Cuando se terminó el vino, el marinero fue a buscar aguardiente (“¿no tendría usted algo suelto? Me he dejado la cartera en la pensión”), un matarratas ardiente que ha hecho bullir nuestras entrañas y que hemos trasegado con la misma indiferencia con la que hemos hecho desaparecer las botellas de carísimo vino. Y al fin, tras la última gota de aquel brebaje, el marinero se ha marchado, dejando un zigzagueante surco en la arena y silbando una tonadilla irreconocible que parecía retorcerse afanosa por entre sus escasos dientes.

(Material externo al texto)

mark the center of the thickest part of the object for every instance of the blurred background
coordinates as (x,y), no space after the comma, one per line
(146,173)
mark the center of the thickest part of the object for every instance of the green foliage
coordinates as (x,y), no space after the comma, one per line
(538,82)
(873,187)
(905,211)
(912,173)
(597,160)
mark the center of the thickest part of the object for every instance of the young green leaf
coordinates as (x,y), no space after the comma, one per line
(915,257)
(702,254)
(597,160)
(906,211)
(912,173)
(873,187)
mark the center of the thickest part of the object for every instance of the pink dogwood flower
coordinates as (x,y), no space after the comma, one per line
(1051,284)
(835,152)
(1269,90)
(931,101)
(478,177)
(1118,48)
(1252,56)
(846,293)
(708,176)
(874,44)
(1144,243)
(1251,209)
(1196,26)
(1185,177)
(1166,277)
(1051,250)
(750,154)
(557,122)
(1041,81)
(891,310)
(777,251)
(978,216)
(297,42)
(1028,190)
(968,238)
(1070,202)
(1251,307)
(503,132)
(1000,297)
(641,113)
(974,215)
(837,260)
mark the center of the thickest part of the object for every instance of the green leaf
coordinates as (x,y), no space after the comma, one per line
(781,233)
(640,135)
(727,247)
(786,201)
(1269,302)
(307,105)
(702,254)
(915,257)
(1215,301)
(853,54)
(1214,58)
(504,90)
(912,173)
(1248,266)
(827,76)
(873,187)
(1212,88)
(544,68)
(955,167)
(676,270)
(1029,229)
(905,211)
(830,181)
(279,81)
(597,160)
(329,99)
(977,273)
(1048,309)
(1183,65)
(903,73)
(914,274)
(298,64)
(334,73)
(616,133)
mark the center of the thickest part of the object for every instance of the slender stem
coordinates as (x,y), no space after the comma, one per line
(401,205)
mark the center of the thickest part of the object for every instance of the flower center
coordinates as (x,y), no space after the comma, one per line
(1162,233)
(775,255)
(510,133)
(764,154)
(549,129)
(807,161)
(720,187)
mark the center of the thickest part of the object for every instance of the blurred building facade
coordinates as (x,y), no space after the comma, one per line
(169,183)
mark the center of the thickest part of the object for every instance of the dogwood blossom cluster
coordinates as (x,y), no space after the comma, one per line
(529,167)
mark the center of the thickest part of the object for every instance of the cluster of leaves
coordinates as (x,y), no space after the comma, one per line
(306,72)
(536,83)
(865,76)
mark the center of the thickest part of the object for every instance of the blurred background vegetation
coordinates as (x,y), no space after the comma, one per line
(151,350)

Ha amanecido. El día es feo, apenas iluminado por un sol desvaído, y el mar apenas se mueve. Parece gris, como muerto, pudriéndose lentamente. Vuelvo a estar solo, borracho, espantando a manotazos los recuerdos, pero temiendo el olvido que me mata lentamente. El frío se cuela por los bajos de mi abrigo, haciéndome estremecer bajo la delgada bata verde, y una creciente brisa hace revolotear las escasas guedejas de mi pelo. Un niño baja por el pequeño desnivel que da a la playa, a unos cien metros de donde estoy. Camina despacio, con andares de adulto, por la arena mojada que ha dejado la bajamar. Parece serio, circunspecto, como si cualquier rastro de su niñez hubiera desaparecido, y sólo una carcasa juvenil cubriera un interior envejecido de manera prematura. Se adentra en las perezosas olas que lamen con desgana la orilla, sin importarle que sus zapatos se mojen. No juega, no recoge caracolas, ni lanza piedras al mar. Simplemente, mira al horizonte durante unos instantes, se gira y camina hacia mí. Ahora puedo verle el rostro, y sonrío mientras meto la mano en la bolsa, sin dejar de mirar al niño, sintiendo en mi mano el cálido tacto del mango de la navaja de afeitar.